A Polícia Civil de Minas Gerais (PCMG) concluiu, nessa terça-feira (07/01), em Carlos Chagas, Vale do Mucuri, a operação Game Over, que resultou no indiciamento de uma ex-servidora pública municipal pelos crimes de inserção de dados falsos em sistema de informações (peculato eletrônico) e lavagem de dinheiro, além do indiciamento de outras cinco pessoas por lavagem de dinheiro.
As investigações apuraram o desvio de mais de R$ 1 milhão dos cofres da Prefeitura de Carlos Chagas. A principal investigada utilizava o acesso ao sistema administrativo para promover alterações indevidas e direcionar valores para contas próprias e de terceiros.
Investigações
O inquérito policial revelou um esquema estruturado de desvio de recursos públicos, com uso de empresas e pessoas físicas para a ocultação e dissimulação dos valores ilícitos.

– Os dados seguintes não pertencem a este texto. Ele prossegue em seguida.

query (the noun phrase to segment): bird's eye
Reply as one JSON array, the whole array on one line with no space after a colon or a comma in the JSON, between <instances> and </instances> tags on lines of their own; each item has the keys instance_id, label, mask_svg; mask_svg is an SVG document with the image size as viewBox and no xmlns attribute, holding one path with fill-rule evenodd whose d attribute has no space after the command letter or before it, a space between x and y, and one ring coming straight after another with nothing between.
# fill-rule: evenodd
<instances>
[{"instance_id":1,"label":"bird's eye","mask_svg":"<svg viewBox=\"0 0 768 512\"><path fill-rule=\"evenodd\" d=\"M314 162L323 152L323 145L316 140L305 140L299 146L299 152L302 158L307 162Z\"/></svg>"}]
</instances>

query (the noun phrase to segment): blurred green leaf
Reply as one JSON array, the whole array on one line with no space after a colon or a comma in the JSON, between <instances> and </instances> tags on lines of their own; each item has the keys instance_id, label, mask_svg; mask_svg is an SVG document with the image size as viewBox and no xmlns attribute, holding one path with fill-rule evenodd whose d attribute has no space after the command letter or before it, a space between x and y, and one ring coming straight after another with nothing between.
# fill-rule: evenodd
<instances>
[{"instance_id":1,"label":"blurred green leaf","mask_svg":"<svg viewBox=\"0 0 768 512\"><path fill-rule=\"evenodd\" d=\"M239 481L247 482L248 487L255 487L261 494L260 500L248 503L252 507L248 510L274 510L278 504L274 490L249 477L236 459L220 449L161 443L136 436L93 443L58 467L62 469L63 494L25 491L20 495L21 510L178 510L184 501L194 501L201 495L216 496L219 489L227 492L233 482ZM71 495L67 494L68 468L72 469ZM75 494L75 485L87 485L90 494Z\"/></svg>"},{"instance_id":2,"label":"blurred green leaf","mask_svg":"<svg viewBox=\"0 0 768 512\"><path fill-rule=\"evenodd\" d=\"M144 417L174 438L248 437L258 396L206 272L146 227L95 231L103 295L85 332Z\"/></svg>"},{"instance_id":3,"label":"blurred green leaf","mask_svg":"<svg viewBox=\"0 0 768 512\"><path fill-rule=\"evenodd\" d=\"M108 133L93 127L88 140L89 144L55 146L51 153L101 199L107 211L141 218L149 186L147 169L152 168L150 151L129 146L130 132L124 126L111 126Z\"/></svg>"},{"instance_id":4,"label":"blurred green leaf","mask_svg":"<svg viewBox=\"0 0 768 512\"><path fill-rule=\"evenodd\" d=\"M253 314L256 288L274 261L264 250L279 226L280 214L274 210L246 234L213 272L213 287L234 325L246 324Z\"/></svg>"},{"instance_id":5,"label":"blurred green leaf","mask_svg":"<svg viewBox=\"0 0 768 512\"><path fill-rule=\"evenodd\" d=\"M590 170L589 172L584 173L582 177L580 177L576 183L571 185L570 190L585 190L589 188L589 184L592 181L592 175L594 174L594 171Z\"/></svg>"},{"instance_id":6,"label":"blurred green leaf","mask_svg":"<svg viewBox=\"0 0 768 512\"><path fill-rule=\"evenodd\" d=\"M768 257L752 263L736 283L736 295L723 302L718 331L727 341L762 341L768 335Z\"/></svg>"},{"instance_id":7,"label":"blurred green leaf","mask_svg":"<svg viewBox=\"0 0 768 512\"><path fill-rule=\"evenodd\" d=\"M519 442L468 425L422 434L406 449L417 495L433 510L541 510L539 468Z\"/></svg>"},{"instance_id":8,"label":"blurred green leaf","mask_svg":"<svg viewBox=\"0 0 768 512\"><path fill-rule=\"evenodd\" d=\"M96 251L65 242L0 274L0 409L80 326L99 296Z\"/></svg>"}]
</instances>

A apuração contou com apoio do Laboratório de Tecnologia contra Lavagem de Dinheiro do Departamento de Polícia Civil em Teófilo Otoni, responsável pelo rastreamento das movimentações financeiras suspeitas e identificação da rede utilizada no esquema.
A análise técnica das transações financeiras permitiu à PCMG a consolidação das provas, com elaboração de relatório que confirmou a dinâmica de desvio e lavagem de dinheiro investigada.
Medidas judiciais
Durante os trabalhos, a Polícia Civil representou pelo cumprimento de dois mandados de busca, que resultaram na apreensão de um veículo, no bloqueio de dois imóveis e no sequestro de aproximadamente R$ 200 mil em contas bancárias de investigados e de empresas vinculadas ao esquema.
O procedimento policial foi relatado e encaminhado ao Poder Judiciário.
Game Over
O nome Game Over faz referência à expressão utilizada no universo dos jogos eletrônicos que simboliza o fim de uma partida. A denominação alude ao encerramento das práticas ilícitas investigadas, uma vez que a principal suspeita alegava obtenção de recursos por meio de jogos eletrônicos, quando, na realidade, as investigações apontaram desvio de dinheiro público.